Et pour protéger le matériau des rongeurs ? Là aussi, d’après la directrice d’Econovate, pas besoin d’ajout d’un produit chimique comme le sel de Bore ou le sel d’Ammonium : « la consistance du bloc offre une protection suffisante », assure Marga Pelli.
Des caractéristiques similaires au parpaing béton
Les créateurs d’Econoblock mettent également en avant la facilité d’usage de leur produit sur un chantier. D’un poids inférieur à dix kilos, long de 40 cm, large de 20 cm et épais de 10, il se pose à la manière d’un parpaing en béton, il ne nécessite ni formation préalable, ni utilisation d’un mortier spécifique.
D’ores et déjà capables de produire annuellement près d’un million de blocs, les deux fondateurs d’Econovate comptent bien se développer au-delà du marché anglais de la construction neuve. Forts de leurs contacts avec les maîtres d’ouvrages et les maîtres d’œuvres argentins, ils visent à commercialiser rapidement leur produit en Amérique latine.
Econovate a aussi déjà un pied de l’autre côté de la Manche. L’entreprise est retenue pour l’édition 2015 du prix EDF Pulse, concours lancé par l’énergéticien français dans le but de repérer les entreprises les plus innovantes.
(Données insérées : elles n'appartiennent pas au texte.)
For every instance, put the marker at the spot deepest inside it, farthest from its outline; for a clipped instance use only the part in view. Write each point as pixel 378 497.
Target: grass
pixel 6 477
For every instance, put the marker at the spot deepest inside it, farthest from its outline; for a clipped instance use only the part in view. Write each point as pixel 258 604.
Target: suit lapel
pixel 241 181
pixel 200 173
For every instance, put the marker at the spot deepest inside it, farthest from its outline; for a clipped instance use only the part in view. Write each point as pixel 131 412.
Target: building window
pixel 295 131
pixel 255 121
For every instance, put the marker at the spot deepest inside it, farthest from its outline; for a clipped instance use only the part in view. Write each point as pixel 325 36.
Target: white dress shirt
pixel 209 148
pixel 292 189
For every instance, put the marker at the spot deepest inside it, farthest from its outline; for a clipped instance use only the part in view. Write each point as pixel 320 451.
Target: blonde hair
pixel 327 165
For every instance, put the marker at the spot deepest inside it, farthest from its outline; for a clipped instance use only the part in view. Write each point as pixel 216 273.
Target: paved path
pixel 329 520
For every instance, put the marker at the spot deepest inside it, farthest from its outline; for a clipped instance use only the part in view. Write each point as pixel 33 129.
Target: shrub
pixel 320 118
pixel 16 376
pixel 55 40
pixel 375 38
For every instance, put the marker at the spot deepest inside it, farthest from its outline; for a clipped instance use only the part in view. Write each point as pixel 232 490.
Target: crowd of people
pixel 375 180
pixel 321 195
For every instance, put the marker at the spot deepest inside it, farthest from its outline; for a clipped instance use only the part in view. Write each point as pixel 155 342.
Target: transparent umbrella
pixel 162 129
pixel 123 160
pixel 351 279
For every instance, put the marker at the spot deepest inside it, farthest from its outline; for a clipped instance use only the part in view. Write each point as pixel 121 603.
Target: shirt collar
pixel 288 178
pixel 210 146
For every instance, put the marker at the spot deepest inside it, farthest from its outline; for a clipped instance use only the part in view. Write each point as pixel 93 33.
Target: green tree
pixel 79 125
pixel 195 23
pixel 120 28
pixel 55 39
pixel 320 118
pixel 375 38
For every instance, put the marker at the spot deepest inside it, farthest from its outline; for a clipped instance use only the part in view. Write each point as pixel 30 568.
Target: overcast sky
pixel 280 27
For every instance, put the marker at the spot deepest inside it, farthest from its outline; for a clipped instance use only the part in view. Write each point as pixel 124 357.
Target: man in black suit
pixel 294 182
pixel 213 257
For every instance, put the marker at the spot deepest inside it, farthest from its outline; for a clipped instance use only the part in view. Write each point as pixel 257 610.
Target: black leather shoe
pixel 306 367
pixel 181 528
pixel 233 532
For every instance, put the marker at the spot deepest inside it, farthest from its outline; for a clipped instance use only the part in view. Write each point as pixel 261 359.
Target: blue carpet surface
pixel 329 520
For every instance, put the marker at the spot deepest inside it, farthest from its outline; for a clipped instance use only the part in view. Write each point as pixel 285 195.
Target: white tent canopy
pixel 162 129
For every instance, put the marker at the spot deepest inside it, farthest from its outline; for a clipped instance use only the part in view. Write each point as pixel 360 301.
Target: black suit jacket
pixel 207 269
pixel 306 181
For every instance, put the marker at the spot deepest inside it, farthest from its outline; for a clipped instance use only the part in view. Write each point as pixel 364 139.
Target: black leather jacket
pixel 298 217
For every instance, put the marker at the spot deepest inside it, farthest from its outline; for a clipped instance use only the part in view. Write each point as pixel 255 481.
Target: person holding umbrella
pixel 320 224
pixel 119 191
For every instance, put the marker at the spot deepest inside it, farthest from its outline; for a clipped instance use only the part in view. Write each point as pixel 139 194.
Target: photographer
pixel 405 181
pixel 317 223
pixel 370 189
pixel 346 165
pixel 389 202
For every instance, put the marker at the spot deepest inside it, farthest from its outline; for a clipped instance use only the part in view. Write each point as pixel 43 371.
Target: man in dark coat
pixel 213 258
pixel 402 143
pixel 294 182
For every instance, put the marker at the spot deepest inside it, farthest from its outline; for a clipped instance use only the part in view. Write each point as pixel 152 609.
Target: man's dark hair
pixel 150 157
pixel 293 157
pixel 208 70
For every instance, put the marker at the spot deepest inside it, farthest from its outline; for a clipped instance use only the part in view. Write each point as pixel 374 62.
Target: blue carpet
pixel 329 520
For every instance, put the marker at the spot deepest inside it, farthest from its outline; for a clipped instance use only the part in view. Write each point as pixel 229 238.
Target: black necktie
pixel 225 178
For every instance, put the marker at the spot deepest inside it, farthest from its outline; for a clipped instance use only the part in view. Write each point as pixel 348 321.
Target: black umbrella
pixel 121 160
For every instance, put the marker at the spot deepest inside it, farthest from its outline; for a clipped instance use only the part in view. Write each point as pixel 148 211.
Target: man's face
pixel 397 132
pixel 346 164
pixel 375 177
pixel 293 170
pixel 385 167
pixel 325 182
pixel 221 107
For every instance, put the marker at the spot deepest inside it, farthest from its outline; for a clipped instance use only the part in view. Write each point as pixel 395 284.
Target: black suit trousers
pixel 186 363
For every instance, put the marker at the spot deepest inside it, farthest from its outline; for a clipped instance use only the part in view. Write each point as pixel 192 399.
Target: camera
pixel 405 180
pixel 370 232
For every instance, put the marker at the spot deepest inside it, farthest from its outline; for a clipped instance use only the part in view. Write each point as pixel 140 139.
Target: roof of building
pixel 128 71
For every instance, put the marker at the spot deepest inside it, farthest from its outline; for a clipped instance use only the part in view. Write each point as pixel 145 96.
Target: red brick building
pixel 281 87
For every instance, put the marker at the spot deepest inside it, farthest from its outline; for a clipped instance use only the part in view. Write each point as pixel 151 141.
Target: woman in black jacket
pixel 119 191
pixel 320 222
Et, « nous avons l’intention d’obtenir un avis technique auprès du Centre scientifique et technique du bâtiment », explique Marga Pelli. Si elle obtient ce sésame pour entrer sur les chantiers hexagonaux, les maçons français vont devoir se mettre au carton…
Rappelons quand même qu’une maison en carton a été réalisée à Belle-Île-en-Mer (Morbihan) par l’entreprise Tera Nova.